Culture: Truly hilarious look into the mind of a wacked out socialist from the Guardian.

When democracy lost its grip on the City of London The Big Bang fuelled gross inequality, epitomised possessive individualism and cemented a cultural and housing apartheid Martin Kettle Saturday October 21, 2006 The Guardian
Read the whole thing, but this is the meat.
Inescapably the Big Bang has had its profoundest local impact in London itself. Look at the skyline east of St Paul's. Some of these effects are good for middle-class Londoners more generally, like the transformation of the capital's restaurants. Others bring entertainment to all, like the Abramovich-bankrolled revolution at Chelsea. But the impact on the housing market has been brutal for the poor and is increasingly unmanageable for the young. In a report from the centre-right think tank Policy Exchange this week - significantly entitled What Future For Maggie's Children? - the shadow cabinet's David Willetts admits that home ownership has become an ever harder aspiration to fulfil. The Big Bang came to embody the loadsamoney possessive individualism that evolved around it in Thatcher's Britain. And, although the City suffered an early shock to the system in the 1987 crash, and although life in the City has become less dramatic, it still embodies it today, 20 years on. The big difference now is that the divide has become so uncontroversially institutionalised entirely on the City's terms. What Anthony Sampson described as long ago as 1982 as "like an offshore island in the heart of the nation" has today become the engine of what the City's historian David Kynaston calls "a widening discrepancy between the workers' republic in the square mile and the rest of the island". Executive earnings are by no means the only yardstick by which the City's cultural apartheid from most of the rest of British society can be measured, but they are almost certainly the most dramatic. Just this week, Incomes Data Services produced figures showing that the average company boss's pay rose by 43% last year, with the chief executives of the UK's 100 largest listed companies earning an average of £2.9m. The typical boss now earns 86 times more than the typical employee. And even these stratospheric earnings barely keep pace with those to be harvested at the top of specialist investment firms. There's no way in which any of this is remotely proportionate to the world in which the rest of us live. The City of London is surrounded by millions of people who know it is morally wrong, who would probably favour a maximum wage as well as a minimum one, and who think that the rich should pay more tax to provide better services for the rest.But the simple truth is that they know there's nothing they or anyone else can foreseeably do about any of it.

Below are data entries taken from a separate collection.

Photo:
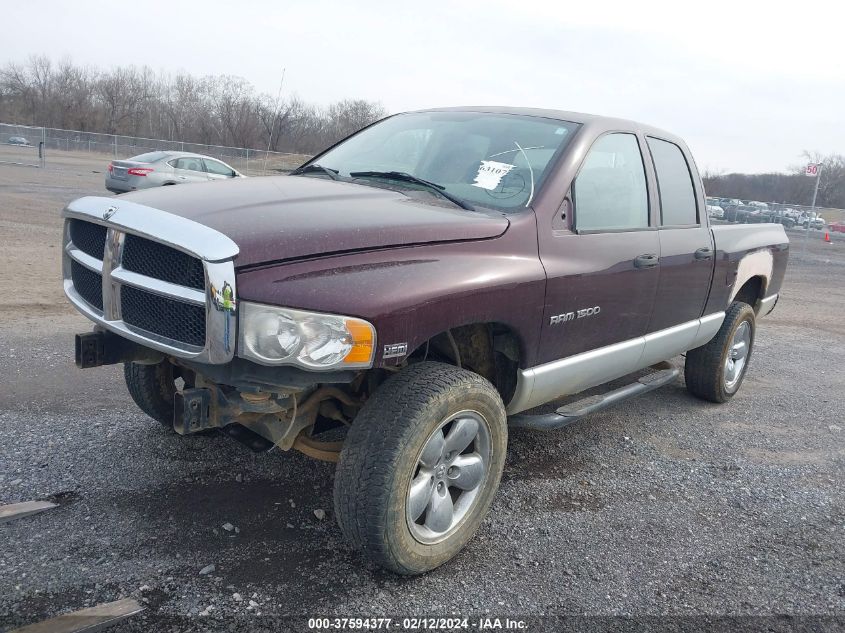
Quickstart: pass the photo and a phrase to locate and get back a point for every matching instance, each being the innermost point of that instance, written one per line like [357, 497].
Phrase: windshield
[495, 160]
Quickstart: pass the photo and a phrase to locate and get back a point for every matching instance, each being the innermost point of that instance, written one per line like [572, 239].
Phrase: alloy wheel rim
[449, 474]
[737, 358]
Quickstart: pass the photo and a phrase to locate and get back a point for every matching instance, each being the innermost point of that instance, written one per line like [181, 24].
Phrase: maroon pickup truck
[400, 300]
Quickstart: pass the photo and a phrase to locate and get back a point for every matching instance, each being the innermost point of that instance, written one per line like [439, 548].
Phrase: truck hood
[280, 218]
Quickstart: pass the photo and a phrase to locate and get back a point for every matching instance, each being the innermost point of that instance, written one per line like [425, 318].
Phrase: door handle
[649, 260]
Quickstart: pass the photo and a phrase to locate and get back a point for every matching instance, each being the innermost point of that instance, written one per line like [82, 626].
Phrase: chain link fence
[57, 148]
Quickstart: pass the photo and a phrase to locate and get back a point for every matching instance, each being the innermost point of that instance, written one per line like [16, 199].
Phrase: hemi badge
[395, 349]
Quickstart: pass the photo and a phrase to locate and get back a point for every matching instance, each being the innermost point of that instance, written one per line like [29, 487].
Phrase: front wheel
[152, 387]
[715, 371]
[420, 467]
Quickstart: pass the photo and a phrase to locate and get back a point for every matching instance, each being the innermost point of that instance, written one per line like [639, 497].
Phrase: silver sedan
[156, 169]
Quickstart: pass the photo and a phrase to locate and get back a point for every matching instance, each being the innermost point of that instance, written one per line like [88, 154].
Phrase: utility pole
[813, 169]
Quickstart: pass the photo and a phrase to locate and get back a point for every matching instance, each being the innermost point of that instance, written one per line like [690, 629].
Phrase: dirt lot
[664, 506]
[94, 163]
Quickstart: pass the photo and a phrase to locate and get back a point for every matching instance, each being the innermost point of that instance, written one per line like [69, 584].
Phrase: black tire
[380, 457]
[152, 387]
[705, 367]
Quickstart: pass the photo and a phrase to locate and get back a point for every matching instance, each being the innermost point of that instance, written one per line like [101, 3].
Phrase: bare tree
[135, 102]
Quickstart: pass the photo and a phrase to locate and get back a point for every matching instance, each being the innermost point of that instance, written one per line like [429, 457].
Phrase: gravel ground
[663, 506]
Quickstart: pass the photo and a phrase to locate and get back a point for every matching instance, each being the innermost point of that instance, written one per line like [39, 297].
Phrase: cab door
[687, 253]
[602, 270]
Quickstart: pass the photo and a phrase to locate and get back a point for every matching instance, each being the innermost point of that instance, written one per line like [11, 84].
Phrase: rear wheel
[420, 467]
[715, 371]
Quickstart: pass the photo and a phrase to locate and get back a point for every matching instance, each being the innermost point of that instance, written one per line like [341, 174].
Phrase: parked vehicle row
[157, 169]
[18, 140]
[754, 212]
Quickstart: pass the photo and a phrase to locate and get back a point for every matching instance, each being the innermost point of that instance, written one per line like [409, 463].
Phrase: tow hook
[191, 410]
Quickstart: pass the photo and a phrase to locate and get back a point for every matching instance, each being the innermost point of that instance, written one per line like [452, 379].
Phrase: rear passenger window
[610, 190]
[191, 164]
[674, 182]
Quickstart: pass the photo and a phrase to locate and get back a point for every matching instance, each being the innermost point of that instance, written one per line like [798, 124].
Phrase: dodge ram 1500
[414, 291]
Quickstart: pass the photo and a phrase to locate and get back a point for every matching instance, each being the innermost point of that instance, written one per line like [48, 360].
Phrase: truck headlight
[283, 336]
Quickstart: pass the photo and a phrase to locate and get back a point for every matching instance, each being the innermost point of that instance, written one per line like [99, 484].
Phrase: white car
[715, 211]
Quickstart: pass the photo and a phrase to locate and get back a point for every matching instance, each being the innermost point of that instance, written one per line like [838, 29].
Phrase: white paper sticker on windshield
[490, 174]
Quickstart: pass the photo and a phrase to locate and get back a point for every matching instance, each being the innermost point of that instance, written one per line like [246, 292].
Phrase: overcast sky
[749, 85]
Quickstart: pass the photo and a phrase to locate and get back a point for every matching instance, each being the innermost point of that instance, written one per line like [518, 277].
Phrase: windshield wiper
[440, 190]
[314, 167]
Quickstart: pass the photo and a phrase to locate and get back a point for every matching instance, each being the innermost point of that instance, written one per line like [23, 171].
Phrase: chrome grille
[152, 292]
[89, 238]
[88, 284]
[158, 261]
[162, 316]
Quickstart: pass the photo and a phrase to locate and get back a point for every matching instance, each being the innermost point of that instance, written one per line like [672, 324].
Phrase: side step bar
[569, 413]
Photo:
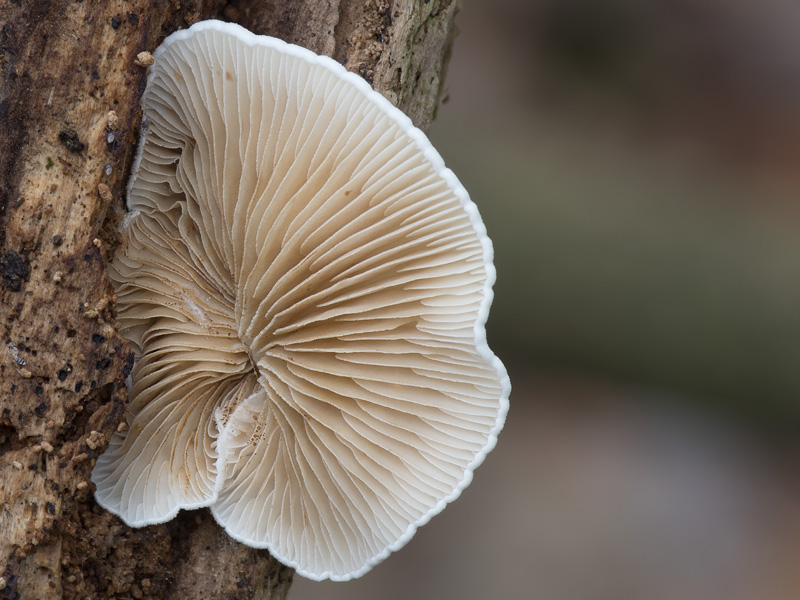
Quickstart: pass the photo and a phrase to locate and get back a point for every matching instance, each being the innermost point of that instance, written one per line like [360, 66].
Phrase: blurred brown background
[636, 164]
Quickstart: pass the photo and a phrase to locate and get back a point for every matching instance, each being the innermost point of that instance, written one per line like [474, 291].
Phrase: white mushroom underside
[305, 286]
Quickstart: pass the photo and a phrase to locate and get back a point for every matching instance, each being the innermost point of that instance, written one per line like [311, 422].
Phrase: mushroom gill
[305, 286]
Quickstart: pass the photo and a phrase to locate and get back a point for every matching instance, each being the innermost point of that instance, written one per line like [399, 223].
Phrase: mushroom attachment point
[305, 287]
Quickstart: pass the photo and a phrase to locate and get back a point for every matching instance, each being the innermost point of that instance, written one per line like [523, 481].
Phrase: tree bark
[69, 93]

A lot of words and angst to get to the "the rich sucks, its not fair" rountine you get from these socialists who just hate the fact that in the world there are people who are more successful than others. The only way this fantasy would come about is to physically keep people in place to be the host body for the parasitic social programs you wish for them to pay for being successful. If anyone tried too do that, those people the can do's of the city would simply move somewhere else. Impose a max wage and the best/brightest would cease to exise because there is no incentive to excel if you know you have a limit.